The author, a member of the Green Shadow cabinet, says the “U.S. government is deeply implicated in the murder, injury and arrest of thousands of Egyptians, perpetrated by the military regime using U.S.-supplied military equipment and U.S. trained military personnel.” President Obama needs to call the coup by its name – and defund the Egyptian generals.”

We Condemn Massacre of Egyptian Civilians and U.S. Military Ties

by Ajamu Baraka

"It would not be in the best interests of the United States to immediately change our assistance programs to Egypt” – White House Press Secretary Jay Carney in response to the overthrow of President Morsi.

The right to peacefully assemble is an internationally recognized human right that must be protected under all circumstances. The more than five hundred men, women and children who were slaughtered by Egyptian military forces as they attempted to exercise that fundamental right is a crime that demands not only international condemnation but also criminal prosecution of those responsible. The attacks on anti-military demonstrators also compel us to demand that the Obama Administration end its immoral prevarication and call the Egyptian coup what it now clearly is – a coup.

The U.S. defense industry receives the bulk of the billion-dollar U.S. military aid package to the Egyptian military in a corrupt lateral transfer of public resources from the government to those industries. The Obama Administration should not let such interests dictate the political and moral position of the U.S. government. The U.S. government is deeply implicated in the murder, injury and arrest of thousands of Egyptians, perpetrated by the military regime using U.S.-supplied military equipment and U.S. trained military personnel.

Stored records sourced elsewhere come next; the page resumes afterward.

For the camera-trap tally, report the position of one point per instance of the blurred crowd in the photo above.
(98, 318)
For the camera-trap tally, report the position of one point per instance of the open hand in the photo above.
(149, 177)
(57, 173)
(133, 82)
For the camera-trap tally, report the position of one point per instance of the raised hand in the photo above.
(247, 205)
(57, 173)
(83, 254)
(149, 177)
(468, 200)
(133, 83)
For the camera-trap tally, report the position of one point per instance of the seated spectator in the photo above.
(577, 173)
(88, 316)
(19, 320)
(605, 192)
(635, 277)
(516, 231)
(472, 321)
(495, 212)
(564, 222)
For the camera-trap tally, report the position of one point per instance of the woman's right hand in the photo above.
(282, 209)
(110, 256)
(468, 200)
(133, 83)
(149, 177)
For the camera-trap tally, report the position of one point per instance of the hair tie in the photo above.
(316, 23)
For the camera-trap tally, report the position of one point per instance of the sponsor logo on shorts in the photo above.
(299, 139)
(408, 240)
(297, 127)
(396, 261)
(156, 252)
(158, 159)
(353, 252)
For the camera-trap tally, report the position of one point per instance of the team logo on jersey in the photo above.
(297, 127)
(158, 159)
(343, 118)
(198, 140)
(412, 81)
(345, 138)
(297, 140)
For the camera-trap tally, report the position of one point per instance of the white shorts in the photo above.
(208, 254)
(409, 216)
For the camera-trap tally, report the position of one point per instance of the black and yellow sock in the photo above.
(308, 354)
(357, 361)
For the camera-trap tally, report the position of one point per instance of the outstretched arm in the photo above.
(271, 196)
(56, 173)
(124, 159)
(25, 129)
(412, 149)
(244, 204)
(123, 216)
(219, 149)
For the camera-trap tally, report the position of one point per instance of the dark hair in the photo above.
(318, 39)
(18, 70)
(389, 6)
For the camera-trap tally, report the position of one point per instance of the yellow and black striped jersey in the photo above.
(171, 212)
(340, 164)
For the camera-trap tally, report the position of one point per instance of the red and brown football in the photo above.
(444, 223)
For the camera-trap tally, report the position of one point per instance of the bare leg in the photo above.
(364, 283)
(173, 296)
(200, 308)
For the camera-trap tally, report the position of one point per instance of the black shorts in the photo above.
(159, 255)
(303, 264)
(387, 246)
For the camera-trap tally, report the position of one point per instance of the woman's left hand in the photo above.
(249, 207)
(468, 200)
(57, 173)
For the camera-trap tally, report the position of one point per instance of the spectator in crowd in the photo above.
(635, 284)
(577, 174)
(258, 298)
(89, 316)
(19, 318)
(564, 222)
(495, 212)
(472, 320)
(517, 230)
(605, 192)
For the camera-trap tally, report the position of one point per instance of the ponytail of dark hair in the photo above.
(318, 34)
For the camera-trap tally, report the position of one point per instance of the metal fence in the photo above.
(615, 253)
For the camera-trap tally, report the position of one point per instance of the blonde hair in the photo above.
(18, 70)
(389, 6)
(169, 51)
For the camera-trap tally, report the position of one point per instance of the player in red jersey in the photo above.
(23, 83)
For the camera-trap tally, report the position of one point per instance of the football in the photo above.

“The attacks on anti-military demonstrators also compel us to demand that the Obama Administration end its immoral prevarication and call the Egyptian coup what it now clearly is – a coup.”

As the eminent international jurist Richard Falk said:  

“The murder of hundreds of innocent supporters of the Muslim Brotherhood as well as the declaration of the state of emergency makes Western diplomatic calls for compromise, inclusion, and mutual restraint irrelevant, and pathetic.”  

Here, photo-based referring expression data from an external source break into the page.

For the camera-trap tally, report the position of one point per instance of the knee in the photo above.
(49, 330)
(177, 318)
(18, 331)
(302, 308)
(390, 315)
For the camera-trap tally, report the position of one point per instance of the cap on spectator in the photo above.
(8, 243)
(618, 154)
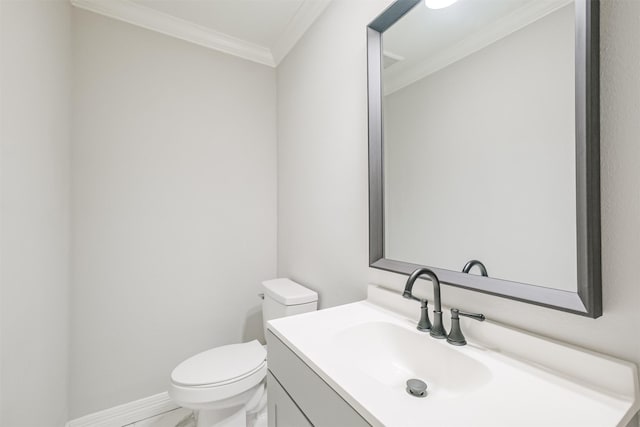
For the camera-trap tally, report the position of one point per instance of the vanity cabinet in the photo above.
(298, 397)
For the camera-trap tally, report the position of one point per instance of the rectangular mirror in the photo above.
(484, 145)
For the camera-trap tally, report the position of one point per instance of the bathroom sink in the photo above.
(392, 354)
(503, 377)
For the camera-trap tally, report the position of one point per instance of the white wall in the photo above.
(322, 182)
(174, 206)
(34, 211)
(497, 127)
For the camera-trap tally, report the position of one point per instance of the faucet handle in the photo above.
(455, 336)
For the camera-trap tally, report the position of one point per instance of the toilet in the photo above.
(226, 385)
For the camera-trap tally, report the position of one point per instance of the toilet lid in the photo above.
(220, 364)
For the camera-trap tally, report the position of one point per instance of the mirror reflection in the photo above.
(479, 139)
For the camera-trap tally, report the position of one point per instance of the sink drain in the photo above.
(416, 387)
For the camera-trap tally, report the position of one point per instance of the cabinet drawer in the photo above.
(321, 405)
(283, 411)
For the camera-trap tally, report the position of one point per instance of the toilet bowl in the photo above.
(226, 384)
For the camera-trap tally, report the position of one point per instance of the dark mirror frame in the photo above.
(587, 301)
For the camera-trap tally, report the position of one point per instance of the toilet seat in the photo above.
(220, 365)
(225, 372)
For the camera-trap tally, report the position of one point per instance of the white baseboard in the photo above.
(127, 413)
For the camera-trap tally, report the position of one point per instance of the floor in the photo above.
(177, 418)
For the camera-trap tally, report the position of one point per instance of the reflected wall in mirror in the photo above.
(487, 115)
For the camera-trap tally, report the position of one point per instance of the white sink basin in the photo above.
(366, 351)
(392, 354)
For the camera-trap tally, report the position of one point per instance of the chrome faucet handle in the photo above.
(455, 336)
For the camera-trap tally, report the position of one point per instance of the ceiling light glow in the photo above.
(439, 4)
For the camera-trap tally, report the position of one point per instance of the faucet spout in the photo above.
(434, 279)
(437, 329)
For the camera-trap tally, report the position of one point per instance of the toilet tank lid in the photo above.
(288, 292)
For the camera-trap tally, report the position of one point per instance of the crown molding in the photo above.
(305, 16)
(142, 16)
(405, 74)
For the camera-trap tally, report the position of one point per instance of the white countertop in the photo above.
(543, 383)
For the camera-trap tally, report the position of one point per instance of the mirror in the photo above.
(483, 145)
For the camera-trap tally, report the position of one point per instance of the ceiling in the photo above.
(262, 31)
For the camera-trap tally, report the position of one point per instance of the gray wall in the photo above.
(34, 275)
(174, 206)
(322, 182)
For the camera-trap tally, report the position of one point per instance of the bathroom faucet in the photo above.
(437, 329)
(456, 337)
(468, 266)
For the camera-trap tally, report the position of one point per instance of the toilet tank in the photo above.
(284, 297)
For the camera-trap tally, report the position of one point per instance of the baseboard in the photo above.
(127, 413)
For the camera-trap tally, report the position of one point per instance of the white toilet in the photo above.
(226, 385)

We agree. We also understand the agenda of the anti-democratic financial and corporate elite and their representatives in the Republican and Democratic Parties. That agenda and the principles that inform that agenda were brazenly displayed in a Wall Street Journal editorial:

“Egyptians would be lucky if their new ruling generals turn out to be in the mold of Chile’s Augusto Pinochet, who took over power amid chaos but hired free-market reformers and midwifed a transition to democracy.”

For the financial and corporate elite and their hired guns in the two parties, it is order and the advancement of capitalist market relations and profits that is the priority.  It does not matter to them that thousands of human beings were murdered, raped, tortured and disappeared during the 17-year reign of Augusto Pinochet.

“Call on the Obama Administration to end American financing of the Egyptian military.”

That is why it is so important for those of us who believe in human rights, the possibility of real democracy, and basic human decency, to call on the Obama Administration to end American financing of the Egyptian military. Cutting off that financing is not only required by the Foreign Assistance Act, it is a necessary step in ending the use of U.S. military aid as a foreign policy tool in general.

On July 30th, the Green Shadow Cabinet explained that:

“Continued U.S. funding of the Egyptian military reinforces the old power structure and impedes Egyptian progress toward democracy. The removal of U.S. military funding will only strengthen democratic forces within Egypt, shifting the balance of power toward civil society.”

Given the mass murders committed by the new military regime this week, what possible excuse could the Obama Administration have for maintaining U.S. financial support for General Sisi?